More Dreams

Since my last post, I’ve had several more times where a knocking has woken me in the morning, all about the time Mom would have arrived in the good days. Each time I check, and each time there is no one visible. Once since my last posting, I was awaken from a sleep by a (rather loud) piano sound, two chords each played three times: one, one, one… two, two, two. I sat up in bed, wondering who would be playing piano so early in my morning. Derek, our neighborhood teen pianist? No. Not this early. C’s girlfriend? Maybe. Let’s see.

Out I went and the house was still. No one was awake yet, and yet the sound was so real that it prompted me to check the house- twice. No one.

Mom always wanted to learn the piano. In fact, I bought her a little ceramic music box which was a Victorian woman playing the piano.

“I wish I had learned,” Mom would tell me often.

“You can learn!” I’d encourage.

“No, honey, not at my age. I’m too old now.”

Mom would tell me how Auntie Eleanor had been forced into taking guitar lessons, and that Mom would go to watch. Eleanor would cry and throw herself down, refusing the lessons and refusing to practice. Mom would sneak the guitar and try to learn what she had watched. Finally, Eleanor’s lessons were terminated, since she hated them so much. Mom went into the bedroom, closed the door, and cried. She told no one. She didn’t want to be a financial burden on her parents.

“Guitar was nice, but what I really wanted was to learn piano. Oh, I love the piano,” Mom told me.

I would tell her all you need to do is be able to count. When we moved near a piano teacher who taught from her home, I encouraged Mom again. But it was something not meant to be.

****************

I had another Mom dream. We were at a Universal Studios type place, and it was nighttime. We walked along the pedestrian walk taking in the shops and activity. There was a large crowd assembled in front of one place, and I asked what the fuss was. “Michael Jackson is performing!” a giddy fan squealed. Mom asked if I wanted to wait in line, and I said no, that we’d never get in with that crowd. We kept walking.

A few shops down there was another crowd assembled. It was a fan convention for the L Word! There were posters up saying Kate Moennig would be speaking. Again, Mom asked would I liked to go in. I said ok, as the crowd was small. We went in together and sat to the side. I felt antsy though, and suggested we leave. And we did.

A small while later, E came up and joined us, as if he had just arrived.

“You two kids should have some dinner together, over there,” Mom pointed to a restaurant.

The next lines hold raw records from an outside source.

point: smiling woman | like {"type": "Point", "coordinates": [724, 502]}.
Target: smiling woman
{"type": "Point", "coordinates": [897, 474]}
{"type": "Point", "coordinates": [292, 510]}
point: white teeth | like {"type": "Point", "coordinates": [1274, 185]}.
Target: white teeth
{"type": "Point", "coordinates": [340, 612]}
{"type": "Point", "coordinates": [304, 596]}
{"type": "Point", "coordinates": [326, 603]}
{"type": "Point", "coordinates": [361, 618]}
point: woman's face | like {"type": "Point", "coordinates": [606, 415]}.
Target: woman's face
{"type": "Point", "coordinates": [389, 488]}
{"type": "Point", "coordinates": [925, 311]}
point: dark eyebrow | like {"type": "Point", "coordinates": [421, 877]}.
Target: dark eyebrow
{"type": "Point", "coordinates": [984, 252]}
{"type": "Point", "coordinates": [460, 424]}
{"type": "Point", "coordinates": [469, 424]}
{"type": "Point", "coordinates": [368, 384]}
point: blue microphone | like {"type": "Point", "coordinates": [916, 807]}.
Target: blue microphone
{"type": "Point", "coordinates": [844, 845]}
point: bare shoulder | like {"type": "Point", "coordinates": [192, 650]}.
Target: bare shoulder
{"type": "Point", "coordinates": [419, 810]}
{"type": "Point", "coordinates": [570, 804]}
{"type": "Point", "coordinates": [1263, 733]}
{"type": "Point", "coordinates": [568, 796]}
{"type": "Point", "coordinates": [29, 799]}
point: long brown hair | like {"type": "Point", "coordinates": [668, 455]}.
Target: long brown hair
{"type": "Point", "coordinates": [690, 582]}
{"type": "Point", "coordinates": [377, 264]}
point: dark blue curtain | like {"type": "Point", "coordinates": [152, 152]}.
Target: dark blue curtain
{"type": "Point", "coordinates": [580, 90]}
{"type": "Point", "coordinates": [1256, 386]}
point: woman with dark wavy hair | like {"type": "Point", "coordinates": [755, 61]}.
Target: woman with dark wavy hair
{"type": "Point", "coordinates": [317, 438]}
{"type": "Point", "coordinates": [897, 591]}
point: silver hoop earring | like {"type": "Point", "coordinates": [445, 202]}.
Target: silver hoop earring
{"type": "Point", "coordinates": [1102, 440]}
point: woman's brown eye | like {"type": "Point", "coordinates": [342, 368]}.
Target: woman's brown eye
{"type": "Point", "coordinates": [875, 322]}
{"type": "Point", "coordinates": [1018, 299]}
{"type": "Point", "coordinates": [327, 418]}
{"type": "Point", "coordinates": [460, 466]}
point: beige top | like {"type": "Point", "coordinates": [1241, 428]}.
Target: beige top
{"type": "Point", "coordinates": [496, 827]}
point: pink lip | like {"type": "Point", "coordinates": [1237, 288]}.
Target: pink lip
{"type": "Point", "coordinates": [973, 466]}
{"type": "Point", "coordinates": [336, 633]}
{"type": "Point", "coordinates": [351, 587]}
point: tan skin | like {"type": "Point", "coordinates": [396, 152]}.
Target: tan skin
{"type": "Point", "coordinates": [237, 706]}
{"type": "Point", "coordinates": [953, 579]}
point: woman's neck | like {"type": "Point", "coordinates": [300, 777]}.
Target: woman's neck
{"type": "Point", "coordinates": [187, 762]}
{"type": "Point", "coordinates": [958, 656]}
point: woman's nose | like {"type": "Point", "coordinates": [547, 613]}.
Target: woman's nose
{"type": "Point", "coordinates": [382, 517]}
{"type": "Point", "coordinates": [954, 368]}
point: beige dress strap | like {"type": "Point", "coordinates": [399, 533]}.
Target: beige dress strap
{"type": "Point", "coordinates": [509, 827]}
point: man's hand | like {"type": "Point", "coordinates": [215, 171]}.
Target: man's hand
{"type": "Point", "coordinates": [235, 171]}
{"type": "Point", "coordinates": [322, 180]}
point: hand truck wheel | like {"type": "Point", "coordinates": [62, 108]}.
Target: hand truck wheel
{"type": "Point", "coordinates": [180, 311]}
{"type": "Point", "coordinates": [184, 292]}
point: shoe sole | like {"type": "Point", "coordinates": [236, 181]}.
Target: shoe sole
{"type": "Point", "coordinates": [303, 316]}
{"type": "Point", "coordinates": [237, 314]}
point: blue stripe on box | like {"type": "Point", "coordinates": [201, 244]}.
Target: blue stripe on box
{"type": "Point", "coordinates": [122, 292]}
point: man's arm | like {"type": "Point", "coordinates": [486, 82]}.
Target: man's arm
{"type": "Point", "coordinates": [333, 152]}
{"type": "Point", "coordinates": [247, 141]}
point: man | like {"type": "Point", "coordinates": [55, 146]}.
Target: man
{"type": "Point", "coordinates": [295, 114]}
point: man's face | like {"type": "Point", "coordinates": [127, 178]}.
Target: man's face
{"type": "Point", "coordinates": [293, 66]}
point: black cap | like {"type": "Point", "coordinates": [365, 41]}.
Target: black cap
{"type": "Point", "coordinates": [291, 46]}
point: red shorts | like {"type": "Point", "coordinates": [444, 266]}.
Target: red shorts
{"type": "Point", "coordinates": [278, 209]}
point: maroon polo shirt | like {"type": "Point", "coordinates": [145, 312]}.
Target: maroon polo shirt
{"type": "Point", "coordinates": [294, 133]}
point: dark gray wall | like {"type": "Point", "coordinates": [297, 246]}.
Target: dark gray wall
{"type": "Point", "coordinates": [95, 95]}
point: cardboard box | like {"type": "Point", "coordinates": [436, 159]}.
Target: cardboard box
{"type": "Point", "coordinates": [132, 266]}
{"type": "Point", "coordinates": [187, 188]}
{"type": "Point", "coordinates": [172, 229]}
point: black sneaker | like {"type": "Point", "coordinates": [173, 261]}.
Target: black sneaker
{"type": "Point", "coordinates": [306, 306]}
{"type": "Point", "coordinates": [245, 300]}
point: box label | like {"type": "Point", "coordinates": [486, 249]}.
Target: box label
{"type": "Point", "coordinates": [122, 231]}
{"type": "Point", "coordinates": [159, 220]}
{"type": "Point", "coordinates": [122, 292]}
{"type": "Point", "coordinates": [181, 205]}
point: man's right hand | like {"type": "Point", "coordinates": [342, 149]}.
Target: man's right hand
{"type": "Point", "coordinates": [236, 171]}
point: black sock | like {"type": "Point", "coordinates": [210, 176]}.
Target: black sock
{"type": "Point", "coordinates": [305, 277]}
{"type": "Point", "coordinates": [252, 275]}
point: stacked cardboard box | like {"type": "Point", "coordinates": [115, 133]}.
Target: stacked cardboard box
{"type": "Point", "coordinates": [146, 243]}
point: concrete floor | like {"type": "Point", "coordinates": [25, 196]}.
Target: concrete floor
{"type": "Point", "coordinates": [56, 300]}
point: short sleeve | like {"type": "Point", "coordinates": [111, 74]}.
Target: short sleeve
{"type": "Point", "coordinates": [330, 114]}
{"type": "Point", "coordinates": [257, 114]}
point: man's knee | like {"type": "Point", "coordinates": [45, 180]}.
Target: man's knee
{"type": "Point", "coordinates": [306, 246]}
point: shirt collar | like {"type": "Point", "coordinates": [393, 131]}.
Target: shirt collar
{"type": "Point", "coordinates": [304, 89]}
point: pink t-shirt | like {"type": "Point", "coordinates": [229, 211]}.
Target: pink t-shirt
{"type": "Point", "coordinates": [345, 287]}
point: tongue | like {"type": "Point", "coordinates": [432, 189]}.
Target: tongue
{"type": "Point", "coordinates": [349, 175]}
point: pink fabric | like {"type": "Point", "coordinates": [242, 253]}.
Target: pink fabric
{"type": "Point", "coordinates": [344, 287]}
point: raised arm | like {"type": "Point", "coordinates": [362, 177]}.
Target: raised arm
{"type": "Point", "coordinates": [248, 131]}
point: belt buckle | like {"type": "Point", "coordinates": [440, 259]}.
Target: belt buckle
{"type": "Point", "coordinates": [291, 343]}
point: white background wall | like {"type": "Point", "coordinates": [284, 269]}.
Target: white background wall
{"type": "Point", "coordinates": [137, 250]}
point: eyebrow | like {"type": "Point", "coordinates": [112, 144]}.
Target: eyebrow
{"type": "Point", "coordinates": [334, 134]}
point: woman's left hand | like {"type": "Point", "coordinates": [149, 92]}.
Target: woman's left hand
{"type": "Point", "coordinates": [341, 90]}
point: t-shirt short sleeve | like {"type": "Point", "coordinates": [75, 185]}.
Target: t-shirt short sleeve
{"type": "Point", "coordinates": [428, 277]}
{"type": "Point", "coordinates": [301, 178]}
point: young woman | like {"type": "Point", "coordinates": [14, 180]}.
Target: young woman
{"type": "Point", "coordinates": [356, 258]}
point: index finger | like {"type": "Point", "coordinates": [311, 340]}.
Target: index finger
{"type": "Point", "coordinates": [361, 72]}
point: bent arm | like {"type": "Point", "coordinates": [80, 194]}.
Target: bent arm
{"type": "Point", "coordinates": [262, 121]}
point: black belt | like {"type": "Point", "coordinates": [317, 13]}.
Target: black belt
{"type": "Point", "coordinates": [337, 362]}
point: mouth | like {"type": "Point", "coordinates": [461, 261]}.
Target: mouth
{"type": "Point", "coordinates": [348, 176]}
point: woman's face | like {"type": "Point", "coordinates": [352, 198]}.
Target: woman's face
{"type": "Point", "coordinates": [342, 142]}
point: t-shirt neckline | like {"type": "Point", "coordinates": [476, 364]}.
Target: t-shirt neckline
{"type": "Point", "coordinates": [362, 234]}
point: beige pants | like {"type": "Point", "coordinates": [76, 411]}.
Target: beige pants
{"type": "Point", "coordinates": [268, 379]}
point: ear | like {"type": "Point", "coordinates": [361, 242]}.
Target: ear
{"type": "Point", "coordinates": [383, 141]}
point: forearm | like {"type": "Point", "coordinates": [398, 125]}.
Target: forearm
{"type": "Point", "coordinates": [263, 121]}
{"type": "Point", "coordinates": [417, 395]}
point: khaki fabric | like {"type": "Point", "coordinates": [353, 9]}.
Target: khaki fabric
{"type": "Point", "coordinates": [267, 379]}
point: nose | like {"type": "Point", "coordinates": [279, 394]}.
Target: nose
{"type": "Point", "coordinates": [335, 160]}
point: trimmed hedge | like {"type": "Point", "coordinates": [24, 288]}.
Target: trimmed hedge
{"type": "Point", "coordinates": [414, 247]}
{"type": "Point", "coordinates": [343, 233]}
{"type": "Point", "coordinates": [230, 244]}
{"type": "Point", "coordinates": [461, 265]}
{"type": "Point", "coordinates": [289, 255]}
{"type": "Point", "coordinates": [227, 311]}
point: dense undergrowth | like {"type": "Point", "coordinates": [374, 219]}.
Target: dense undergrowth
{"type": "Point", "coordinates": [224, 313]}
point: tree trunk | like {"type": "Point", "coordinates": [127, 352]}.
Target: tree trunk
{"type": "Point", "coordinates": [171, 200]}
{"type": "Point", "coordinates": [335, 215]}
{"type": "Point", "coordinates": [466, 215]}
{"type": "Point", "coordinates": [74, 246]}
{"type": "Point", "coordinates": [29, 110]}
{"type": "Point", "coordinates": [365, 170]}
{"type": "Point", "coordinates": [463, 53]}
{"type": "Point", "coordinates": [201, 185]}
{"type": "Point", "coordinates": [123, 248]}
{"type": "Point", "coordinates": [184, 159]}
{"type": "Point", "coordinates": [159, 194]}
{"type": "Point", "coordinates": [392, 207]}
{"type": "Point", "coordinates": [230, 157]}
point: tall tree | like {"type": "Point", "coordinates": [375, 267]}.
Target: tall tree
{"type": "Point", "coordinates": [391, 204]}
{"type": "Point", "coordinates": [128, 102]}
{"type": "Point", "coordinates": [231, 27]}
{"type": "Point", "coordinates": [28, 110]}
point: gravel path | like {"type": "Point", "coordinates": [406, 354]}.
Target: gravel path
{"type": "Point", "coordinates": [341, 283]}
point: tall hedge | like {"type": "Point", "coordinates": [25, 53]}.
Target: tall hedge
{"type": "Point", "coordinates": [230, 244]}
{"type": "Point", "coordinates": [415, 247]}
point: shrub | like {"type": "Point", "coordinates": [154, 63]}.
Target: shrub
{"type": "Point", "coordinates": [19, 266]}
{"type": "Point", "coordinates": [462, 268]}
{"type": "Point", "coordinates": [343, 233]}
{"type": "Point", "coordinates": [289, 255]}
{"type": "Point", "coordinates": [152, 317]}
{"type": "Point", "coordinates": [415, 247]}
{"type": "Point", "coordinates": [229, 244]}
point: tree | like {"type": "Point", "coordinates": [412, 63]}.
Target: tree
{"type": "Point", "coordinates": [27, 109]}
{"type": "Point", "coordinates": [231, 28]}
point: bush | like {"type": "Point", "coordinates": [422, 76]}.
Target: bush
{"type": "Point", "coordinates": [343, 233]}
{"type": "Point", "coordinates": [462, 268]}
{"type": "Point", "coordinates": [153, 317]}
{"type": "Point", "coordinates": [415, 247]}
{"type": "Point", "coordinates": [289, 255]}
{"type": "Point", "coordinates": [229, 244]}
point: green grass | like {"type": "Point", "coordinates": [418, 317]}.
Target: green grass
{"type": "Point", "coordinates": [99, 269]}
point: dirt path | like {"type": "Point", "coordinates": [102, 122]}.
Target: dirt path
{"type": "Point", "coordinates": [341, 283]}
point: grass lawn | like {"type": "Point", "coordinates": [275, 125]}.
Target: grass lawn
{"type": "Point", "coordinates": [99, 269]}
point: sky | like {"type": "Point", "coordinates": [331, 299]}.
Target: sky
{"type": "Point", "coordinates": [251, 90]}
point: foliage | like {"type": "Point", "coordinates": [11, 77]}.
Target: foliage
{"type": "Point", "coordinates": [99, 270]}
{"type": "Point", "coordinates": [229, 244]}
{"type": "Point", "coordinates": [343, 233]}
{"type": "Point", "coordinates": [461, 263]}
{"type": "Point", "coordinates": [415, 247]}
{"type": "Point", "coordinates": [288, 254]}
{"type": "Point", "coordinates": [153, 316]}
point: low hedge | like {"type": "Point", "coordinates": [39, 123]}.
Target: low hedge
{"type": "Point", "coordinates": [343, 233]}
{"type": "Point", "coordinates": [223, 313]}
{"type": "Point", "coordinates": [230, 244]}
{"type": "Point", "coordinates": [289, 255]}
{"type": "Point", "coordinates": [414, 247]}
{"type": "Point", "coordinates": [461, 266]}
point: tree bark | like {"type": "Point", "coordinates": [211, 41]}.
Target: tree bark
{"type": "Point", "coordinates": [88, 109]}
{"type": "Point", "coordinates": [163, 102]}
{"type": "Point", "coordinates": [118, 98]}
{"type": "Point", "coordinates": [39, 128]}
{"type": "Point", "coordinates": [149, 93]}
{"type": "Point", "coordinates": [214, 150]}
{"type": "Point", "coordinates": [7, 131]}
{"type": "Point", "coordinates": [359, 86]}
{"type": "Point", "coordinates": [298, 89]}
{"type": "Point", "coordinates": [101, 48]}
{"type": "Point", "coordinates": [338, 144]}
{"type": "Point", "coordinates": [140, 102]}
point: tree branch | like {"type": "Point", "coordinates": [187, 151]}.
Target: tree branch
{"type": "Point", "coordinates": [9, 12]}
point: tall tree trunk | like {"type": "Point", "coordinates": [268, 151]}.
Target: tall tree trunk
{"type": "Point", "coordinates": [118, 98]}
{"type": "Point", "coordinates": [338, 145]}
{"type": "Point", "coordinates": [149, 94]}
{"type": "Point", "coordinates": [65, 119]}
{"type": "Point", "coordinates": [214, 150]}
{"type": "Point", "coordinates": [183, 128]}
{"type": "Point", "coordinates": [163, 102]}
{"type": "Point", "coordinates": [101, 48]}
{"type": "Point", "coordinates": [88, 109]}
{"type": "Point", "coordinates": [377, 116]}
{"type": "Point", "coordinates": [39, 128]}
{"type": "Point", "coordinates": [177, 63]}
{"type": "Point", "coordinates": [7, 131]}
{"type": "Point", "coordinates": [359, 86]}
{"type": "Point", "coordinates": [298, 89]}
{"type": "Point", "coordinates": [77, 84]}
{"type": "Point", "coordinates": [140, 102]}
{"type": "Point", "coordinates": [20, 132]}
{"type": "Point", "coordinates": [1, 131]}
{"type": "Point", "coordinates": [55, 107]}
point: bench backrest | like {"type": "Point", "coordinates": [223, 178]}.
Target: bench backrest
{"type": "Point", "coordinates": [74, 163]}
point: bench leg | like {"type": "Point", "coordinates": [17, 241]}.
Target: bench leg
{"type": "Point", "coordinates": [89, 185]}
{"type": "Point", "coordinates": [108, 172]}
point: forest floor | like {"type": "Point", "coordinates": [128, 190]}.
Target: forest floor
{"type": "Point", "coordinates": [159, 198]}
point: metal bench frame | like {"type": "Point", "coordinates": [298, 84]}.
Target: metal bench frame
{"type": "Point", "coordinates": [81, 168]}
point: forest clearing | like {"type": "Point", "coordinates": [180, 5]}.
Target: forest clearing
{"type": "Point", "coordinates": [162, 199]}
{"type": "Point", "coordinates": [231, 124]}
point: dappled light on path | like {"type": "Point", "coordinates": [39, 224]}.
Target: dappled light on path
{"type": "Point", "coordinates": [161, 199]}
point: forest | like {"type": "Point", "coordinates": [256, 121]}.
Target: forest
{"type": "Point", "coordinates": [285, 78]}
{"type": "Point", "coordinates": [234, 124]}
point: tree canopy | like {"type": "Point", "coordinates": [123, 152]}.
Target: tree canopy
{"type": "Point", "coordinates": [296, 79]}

“Nah, I don’t really want to,” I explained. Eric became angry. He huffed off in the direction of the restaurant, alone.

“Honey, you should go, too,” Mom suggested.

“I really don’t want to. I want to stay here with you,” I smiled.

Mom made a kindly disapproving face. “You need to go that way,” she pointed toward Eric and the restaurant.

“I don’t want to.” I awoke.

****************************

Another dream. I’m at the back of the house and hear Mom’s voice. I know she is gone, and I am in shock and disbelief. I feel confused and completely and totally, ecstatically overwhelmed. I rush to where I hear her, and she is at the edge of the kitchen, speaking to Eric.

“Mom!!!!!!” I call out, and open my arms, tears forming in my eyes.

“Oh, just a second, honey,” she replies, and continues to- yes- gently chide and scold Eric for being untidy in the kitchen. She is telling him how I would not want him being slovenly, and how he can do things differently (better). I can tell she is happy to see me, but she impulsively wants the business at hand tended to, and the mess Eric is making supersedes sentimentality for the moment.

This is so true to what would be. Mom was forever pragmatic and not inclined to the over sentimentality while I have… at least she was not one to engage in it visibly.

I loved her all the more for it. I awoke.

*****************************

Another Mom dream. She is at my house and telling me how she has something to tell me which is very important. I need to listen. I need to stop the frivolity and really pay attention. After expressing this several ways, she turns around, with a serious, set expression. She is wearing her normal clothes, but is also…. wearing a man’s bow tie!! We both bust up laughing. I awake.